The Purple Heart, one of the oldest military decorations, is presented to service members who were injured or killed while in service to our country. Some ask whether it is an honor to get a Purple Heart. No, it isn’t an honor but a recognition that a service member was wounded or killed as a result of enemy action. The Purple Heart is a solemn distinction and signifies a service member sacrificed themselves or paid the ultimate price. The Purple Heat truly signifies that “Freedom isn’t Free.”
The Purple Heart was originally the Badge of Merit awarded by General George Washington to enlisted soldiers who had performed a “singularly meritorious action.” He only gave out three medals and then left it up to subordinate leaders. In 1932, the Badge of Merit was changed and relaunched as the Purple Heart. In 1944 it was “tweaked” and became what we know it as today -- honoring our wounded or those who died as a result of enemy action. Approximately 1.8 million Purple Hearts have been awarded over the years.

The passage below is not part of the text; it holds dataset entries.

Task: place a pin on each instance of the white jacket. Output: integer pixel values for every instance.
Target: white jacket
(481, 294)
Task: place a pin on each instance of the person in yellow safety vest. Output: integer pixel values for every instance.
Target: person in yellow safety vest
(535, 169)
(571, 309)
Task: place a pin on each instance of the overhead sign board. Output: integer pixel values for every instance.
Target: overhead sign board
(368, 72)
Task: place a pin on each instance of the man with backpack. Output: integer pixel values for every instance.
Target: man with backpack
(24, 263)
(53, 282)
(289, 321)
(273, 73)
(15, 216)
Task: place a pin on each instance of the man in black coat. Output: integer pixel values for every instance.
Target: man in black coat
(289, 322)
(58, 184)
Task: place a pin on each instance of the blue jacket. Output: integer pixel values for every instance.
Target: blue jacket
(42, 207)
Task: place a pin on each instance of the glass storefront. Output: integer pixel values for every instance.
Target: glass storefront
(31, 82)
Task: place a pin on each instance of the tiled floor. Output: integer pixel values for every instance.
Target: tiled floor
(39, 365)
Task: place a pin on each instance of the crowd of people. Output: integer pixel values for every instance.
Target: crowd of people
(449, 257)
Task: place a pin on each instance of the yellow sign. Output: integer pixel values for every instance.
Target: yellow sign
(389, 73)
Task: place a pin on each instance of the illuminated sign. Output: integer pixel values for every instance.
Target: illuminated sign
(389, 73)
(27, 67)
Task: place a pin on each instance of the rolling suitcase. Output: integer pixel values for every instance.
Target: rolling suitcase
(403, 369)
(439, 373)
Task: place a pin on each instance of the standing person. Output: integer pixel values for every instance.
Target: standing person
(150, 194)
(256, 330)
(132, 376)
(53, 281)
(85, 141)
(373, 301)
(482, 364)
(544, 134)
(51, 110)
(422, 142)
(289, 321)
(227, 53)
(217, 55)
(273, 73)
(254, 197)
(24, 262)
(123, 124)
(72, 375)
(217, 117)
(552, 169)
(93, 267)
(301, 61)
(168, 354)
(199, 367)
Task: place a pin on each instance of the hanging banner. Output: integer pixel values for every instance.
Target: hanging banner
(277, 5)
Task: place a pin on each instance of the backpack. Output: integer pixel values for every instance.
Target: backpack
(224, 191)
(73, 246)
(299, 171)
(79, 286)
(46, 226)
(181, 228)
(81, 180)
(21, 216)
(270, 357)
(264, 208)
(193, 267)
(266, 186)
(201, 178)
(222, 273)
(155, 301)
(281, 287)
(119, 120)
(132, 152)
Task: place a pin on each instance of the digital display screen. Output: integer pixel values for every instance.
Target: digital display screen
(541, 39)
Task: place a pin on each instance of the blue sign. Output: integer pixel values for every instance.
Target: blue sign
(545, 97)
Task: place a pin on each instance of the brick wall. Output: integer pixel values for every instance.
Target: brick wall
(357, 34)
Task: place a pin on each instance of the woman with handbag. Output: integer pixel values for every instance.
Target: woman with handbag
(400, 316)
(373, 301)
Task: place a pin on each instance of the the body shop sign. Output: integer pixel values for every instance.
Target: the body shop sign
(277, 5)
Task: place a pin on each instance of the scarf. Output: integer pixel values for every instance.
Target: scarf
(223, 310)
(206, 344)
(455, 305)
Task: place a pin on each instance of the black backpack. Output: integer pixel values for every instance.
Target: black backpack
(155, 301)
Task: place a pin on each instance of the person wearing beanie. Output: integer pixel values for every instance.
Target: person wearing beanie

Here are ways to celebrate National Purple Heart Day:
- Fly the American Flag.
- See if your area is recognizing these service members and attend the ceremony.
- Listen to veterans and hear their stories.
- Read For Military Merit: Recipients of the Purple Heart, by Fred L. Borch, or Purple Heart, by Patricia McCormick.
- Watch a documentary such as Purple Heart Warriors: Tears of a Warrior, by Tony Seahorn.
- Visit a military museum.
- Contribute to organizations like Wounded Warrior Project, Disabled American Veterans or Tunnels 2 Towers.